New Anti-“fake news” Bill attempts to manipulate civic discourse, it is “concerned with aspects of the law that grant broad powers to the Singapore executive branch to compel us to remove content they deem to be false and proactively push a government notification to users”. The Asia Internet Coalition says the law gives the Singapore Government full discretion over what is considered true or false, and “this level of overreach poses significant risks to freedom of expression and speech”. Study first the origins of “fake news” since the start of internet and consult the public before drafting the law. Contributed by Oogle.
Despite Law Minister K. Shanmugam’s assurance that the Protection From Online Falsehoods and Manipulation Bill does not “deal with opinions” or “viewpoints”, and that Singaporeans “can have whatever viewpoints however reasonable or unreasonable”, media practitioners and civil rights organisations have expressed concern over the introduction of the Bill in Parliament on Mon (1 Apr).
Kirsten Han, editor-in-chief of Southeast Asian journalism platform New Naratif told New York Times in an email: “The bill gives ministers so much power and discretion — any minister can direct individuals or websites to post corrections or take down content, or order access to content to be blocked, and these orders have to be complied with first, even if one is going to appeal the direction in the courts”.
Deputy Asia Director of human rights organisation Human Rights Watch Phil Robertson wrote in an email: “This draft law will be a disaster for human rights, particularly freedom of expression and media press.
“The definitions in the law are broad and poorly defined, leaving maximum regulatory discretion to the government officers skewed to view as “misleading” or “false” any news that challenges Singapore’s preferred political narratives.
“Heavy fines to compel compliance combined with wide-ranging extraterritoriality makes this bill a danger to rights in Singapore as well as internet freedom and expression in Asia and the world.
“Governments and companies around the world should tell Singapore to send this law back to the drafting board,” said Mr Robertson.
Prime Minister Lee Hsien Loong announced at a gala dinner celebrating the 20th anniversary of CNA on Fri (29 Mar) that under the new Bill, the Government will have the authority to instruct online news platforms to “show corrections or display warnings about online falsehoods so that readers or viewers can see all sides and make up their own minds about the matter”.
“In extreme and urgent cases”, added Mr Lee, “the legislation will also require online news sources to take down fake news before irreparable damage is done”.
Managing Director of Asia Internet Coalition (AIC) Jeff Paine said on Mon that it is gravely disappointed “by the lack of meaningful opportunities for public consultation during the drafting process” of the Bill, “given the significant implications it could have for diverse stakeholders, including industry, media and civil society, in Singapore, the region and internationally”.

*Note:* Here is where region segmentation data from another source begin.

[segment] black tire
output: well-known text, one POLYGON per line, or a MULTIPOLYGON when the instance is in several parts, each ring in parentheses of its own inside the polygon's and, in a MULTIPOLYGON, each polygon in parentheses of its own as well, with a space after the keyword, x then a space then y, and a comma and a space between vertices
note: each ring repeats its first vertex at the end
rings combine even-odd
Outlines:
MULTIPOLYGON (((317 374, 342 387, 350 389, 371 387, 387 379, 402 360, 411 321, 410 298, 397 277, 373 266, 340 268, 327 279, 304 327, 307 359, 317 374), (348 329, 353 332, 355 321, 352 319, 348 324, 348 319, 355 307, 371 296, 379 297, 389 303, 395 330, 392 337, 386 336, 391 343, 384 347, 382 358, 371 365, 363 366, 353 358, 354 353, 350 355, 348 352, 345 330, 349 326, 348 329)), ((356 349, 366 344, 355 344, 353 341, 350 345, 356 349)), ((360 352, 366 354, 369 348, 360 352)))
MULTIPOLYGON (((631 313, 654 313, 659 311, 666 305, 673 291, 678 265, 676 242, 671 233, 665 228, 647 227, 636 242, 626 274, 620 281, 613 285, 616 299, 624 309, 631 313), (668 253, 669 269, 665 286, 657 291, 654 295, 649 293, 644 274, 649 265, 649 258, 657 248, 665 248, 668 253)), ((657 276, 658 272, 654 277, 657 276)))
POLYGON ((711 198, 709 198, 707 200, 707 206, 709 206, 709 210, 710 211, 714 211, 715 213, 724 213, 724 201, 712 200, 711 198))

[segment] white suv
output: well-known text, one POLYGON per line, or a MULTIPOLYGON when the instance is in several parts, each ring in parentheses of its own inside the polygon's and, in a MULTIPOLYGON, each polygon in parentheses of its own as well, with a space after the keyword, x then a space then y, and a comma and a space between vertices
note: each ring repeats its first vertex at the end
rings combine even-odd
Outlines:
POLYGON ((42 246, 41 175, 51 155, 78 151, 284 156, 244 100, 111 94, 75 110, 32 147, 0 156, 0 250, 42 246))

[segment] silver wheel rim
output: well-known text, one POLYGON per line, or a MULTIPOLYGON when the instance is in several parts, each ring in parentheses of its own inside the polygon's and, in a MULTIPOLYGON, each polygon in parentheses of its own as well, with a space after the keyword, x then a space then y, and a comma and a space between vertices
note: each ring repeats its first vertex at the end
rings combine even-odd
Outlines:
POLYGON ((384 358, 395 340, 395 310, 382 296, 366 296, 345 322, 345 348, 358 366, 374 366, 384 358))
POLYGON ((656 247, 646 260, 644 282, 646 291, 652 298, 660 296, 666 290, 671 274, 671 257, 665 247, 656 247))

Stressing that “prescriptive legislation should not be the first solution in addressing what is a highly nuanced and complex issue”, he warned that the Bill’s overreaching scope will grant the Singapore government “full discretion over what is considered true or false”.
“As the most far-reaching legislation of its kind to date, this level of overreach poses significant risks to freedom of expression and speech, and could have severe ramifications both in Singapore and around the world,” added Mr Paine.

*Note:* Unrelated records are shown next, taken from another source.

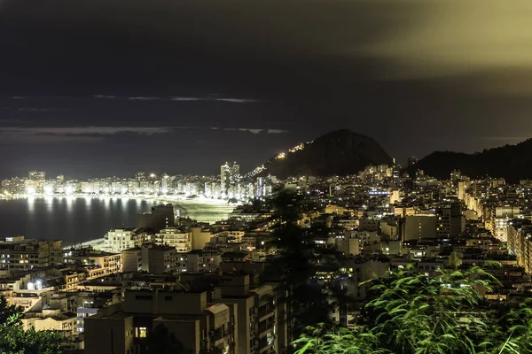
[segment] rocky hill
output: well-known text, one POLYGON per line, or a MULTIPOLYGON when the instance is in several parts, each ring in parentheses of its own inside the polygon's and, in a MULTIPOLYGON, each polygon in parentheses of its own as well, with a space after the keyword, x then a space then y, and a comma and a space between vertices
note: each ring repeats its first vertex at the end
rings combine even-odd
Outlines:
POLYGON ((391 163, 392 158, 373 139, 341 129, 273 157, 257 173, 278 178, 346 175, 356 173, 370 165, 391 163))
POLYGON ((473 154, 435 151, 407 169, 411 176, 417 170, 439 179, 447 179, 452 170, 459 170, 472 178, 502 177, 507 182, 518 183, 532 179, 532 139, 473 154))

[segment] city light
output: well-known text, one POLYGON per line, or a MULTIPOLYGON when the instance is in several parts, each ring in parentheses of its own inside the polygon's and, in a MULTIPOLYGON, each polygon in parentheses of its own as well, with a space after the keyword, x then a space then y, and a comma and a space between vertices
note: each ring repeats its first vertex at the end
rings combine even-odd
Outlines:
POLYGON ((53 187, 51 187, 51 186, 44 187, 44 193, 47 196, 52 196, 53 195, 53 187))
POLYGON ((31 187, 31 186, 29 186, 29 187, 27 187, 27 188, 26 189, 26 193, 27 193, 28 196, 33 196, 33 195, 35 195, 35 192, 36 192, 36 190, 35 190, 35 187, 31 187))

Noting that it “will be studying the bill in the coming days”, AIC – which includes Facebook, Twitter and Google – said that it will continue to work “closely with the Government and other stakeholders to tackle misinformation”, while also expressing its hope “that the enforcement of this legislation will not be at the expense of the benefits that public debate and exchange of ideas can bring”.
Facebook’s vice-president of public policy for Asia-Pacific Simon Milner said that the social media giant was “concerned with aspects of the law that grant broad powers to the Singapore executive branch to compel us to remove content they deem to be false and proactively push a government notification to users”.
The company added that while the Bill “already reflects a number of investments” it has made in the process of fighting the spread of “false news and disrupt attempts to manipulate civic discourse”, it is “concerned with aspects of the law that grant broad powers to the Singapore executive branch to compel us to remove content they deem to be false and proactively push a government notification to users”.
A Twitter spokesperson told CNA that the company is “still reviewing” the Bill “to assess its implications”, while a Google spokesperson said in response to the tabling of the Bill: “(We) urge the government to allow for a full and transparent consultation on the proposed legislation”.